Summary: For the period Jan 26-Feb 01, the ship lineup shows that Brazil exported 396,000 MT corn. That is down 120,000 from the previous week but is 308,000 MT more than what was shipped a year ago. For comparison, US export inspections were 901,000 MT. Argentina shipped 723,000 MT for the week. Brazil’s ship lineup shows that 1.28 MMT are expected to be shipped in Feb. SESEX’s official cumulative Mar-Jan corn exports are 23.31 MMT vs USDA’s projection of 23.5 MMT. There is still another 4 weeks left in the local marketing year (Mar’18-Feb’19). Brazil’s cumulative export “commitments” (shipments to date, vessels waiting, and vessels to arrive) are 24.53 MMT, 23.3% below a year ago. This is tied as the 3rd smallest figure (for this date) in 6 years. In the Dec WASDE, the USDA raised its projection for Brazil’s local marketing year (Mar-Feb) exports by 1.5 MMT to 23.5 MMT. That’s down 25.6% from last year. Based on the seasonal, the pace of export commitments is sufficient to exceed the USDA’s projection by 0.5-1.0 MMT.

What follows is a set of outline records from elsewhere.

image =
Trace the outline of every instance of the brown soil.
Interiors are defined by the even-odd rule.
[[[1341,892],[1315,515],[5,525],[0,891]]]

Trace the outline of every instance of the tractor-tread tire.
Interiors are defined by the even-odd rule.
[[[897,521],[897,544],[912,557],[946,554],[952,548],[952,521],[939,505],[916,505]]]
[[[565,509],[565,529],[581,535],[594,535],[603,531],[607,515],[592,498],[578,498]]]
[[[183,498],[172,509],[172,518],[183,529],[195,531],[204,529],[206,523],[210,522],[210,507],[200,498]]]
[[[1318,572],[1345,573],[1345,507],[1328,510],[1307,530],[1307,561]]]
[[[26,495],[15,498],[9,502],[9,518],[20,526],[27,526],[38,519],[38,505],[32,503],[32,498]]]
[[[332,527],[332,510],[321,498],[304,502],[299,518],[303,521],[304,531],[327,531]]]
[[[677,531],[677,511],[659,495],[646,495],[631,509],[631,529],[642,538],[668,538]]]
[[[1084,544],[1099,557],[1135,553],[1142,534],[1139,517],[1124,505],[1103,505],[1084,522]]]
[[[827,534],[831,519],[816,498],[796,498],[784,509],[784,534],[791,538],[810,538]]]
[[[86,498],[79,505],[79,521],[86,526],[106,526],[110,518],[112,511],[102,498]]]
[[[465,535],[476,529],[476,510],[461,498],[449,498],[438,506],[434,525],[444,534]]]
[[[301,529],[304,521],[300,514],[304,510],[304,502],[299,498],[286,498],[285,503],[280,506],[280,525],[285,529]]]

Brazil’s cumulative corn export “commitments” (shipments to date, vessels loading or waiting, and vessels to arrive) were estimated to be 24.5 MMT. That is up 245,000 MT from the previous week but it is 23.3% less than a year ago (see chart below).
This week, the tonnage of vessels that were waiting (or scheduled to arrive) was 1.19 MMT (see chart below), down from last week’s 1.38 MMT but above last year’s 0.634 MMT.
The chart below shows that corn export commitments are above the “average” pace required to meet the USDA’s export projection of 23.5 MMT. The unusual delays in Brazil’s corn exports early this year were probably due to the imposition of higher truck freight rates which disrupted logistics and slowed farmer sales. The sharp fluctuations in the Real may also have influenced the timing of farmers’ sales.
The chart below shows the monthly seasonal of Brazil corn exports for the local marketing year (Mar-Feb). The black circles represent monthly shipments based on shipping data. The red triangles represent official SECEX monthly exports. The green squares are last year’s SECEX monthly exports. January’s SECEX exports were 4.02 MMT vs shipments of 3.08 MMT. For the period Mar-Jan, cumulative SECEX exports are 23.31 MMT vs shipments of 23.29 MMT. For February, the lineup indicates that shipments will be 1.25 MMT. There were no vessels scheduled to ship in March. Late in the season, SESEX’s exports are often larger than the shipments reported by cargo services.
As of Feb 04, ship waiting times at the three public sheds at Paranagua was estimated to be 6 days (see red line read off right axis in the chart below). That’s up 2 days from a week ago but below last year’s 9-day waiting time (see black line).